Investigation of different methods of online impedance spectroscopy of batteries

Abstract

A key challenge in a battery energy storage system is understanding the availability and reliability of the system from the perspective of the end customer. A key task in this process is recognising when a battery or a module within a system starts to degrade and then mitigating against this using the control system or battery management system. Battery characterisation parameters such as internal impedance and state of health and state of charge of the battery are a useful representation of the battery conditions. This thesis investigates the feasibility of undertaking Electrochemical Impedance Spectroscopy (EIS) methods online to generate an understanding of battery impedance. In order to perform an EIS measurement, an excitation signal of fixed frequency must be generated and the voltage and current measured and used to calculate the impedance.

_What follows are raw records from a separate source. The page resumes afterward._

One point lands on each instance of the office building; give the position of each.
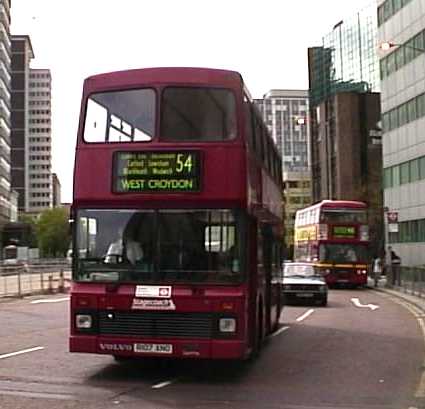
(40, 186)
(346, 150)
(402, 70)
(31, 130)
(7, 196)
(285, 113)
(56, 184)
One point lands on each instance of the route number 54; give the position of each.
(183, 163)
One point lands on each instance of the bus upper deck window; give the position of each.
(198, 114)
(120, 116)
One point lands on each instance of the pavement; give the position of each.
(399, 292)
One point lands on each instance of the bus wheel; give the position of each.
(258, 336)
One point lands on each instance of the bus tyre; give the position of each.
(257, 337)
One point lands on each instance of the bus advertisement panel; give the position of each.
(334, 235)
(177, 217)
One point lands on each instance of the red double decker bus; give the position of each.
(177, 217)
(334, 235)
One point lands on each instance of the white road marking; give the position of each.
(278, 332)
(24, 351)
(49, 300)
(418, 314)
(163, 384)
(357, 303)
(305, 315)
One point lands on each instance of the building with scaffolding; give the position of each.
(346, 150)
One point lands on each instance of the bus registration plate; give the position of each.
(153, 348)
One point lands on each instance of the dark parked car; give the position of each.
(302, 283)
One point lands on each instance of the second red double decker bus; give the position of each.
(177, 217)
(334, 235)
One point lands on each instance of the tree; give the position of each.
(53, 233)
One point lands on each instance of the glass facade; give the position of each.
(346, 60)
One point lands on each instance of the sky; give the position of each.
(266, 41)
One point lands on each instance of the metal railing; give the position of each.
(39, 277)
(410, 280)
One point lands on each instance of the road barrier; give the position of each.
(34, 278)
(411, 280)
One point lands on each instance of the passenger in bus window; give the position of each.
(351, 255)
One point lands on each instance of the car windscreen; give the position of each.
(298, 271)
(343, 253)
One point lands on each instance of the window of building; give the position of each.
(414, 170)
(404, 173)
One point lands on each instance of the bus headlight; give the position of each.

This thesis proposed different methods of generating a low-frequency excitation signal using hardware found in most battery systems to extract the harmonic impedance of a battery cell to aim towards a low cost on-line impedance estimation. This work focuses on producing impedance spectroscopy measurements through the power electronics system, a battery balancing system and the earth leakage monitoring system to attempt to get comparable results to off-line EIS measurements under similar conditions. To generate an excitation signal through the power electronic circuit, different control methods were used including varying; the duty cycle, the switching frequency and the starting position of the switched wave and the addition of an impulse type function. Although utilising a variable duty cycle to generate a harmonic impedance has been previously published in literature, the other techniques analysed within this these have not previously been considered. The thesis looks at the theoretical analysis of the circuits and control techniques and then follows this up with simulation and experimental studies. The results showed that all the methods investigated have the capability to generate a low frequency perturbation signal to undertake online EIS measurement. However, there are potential trade-offs, for example increased inductor ripple current. Not all of the methods produce sufficiently accurate results experimentally .However, five of the methods were used to generate EIS plots similar to those undertaken offline.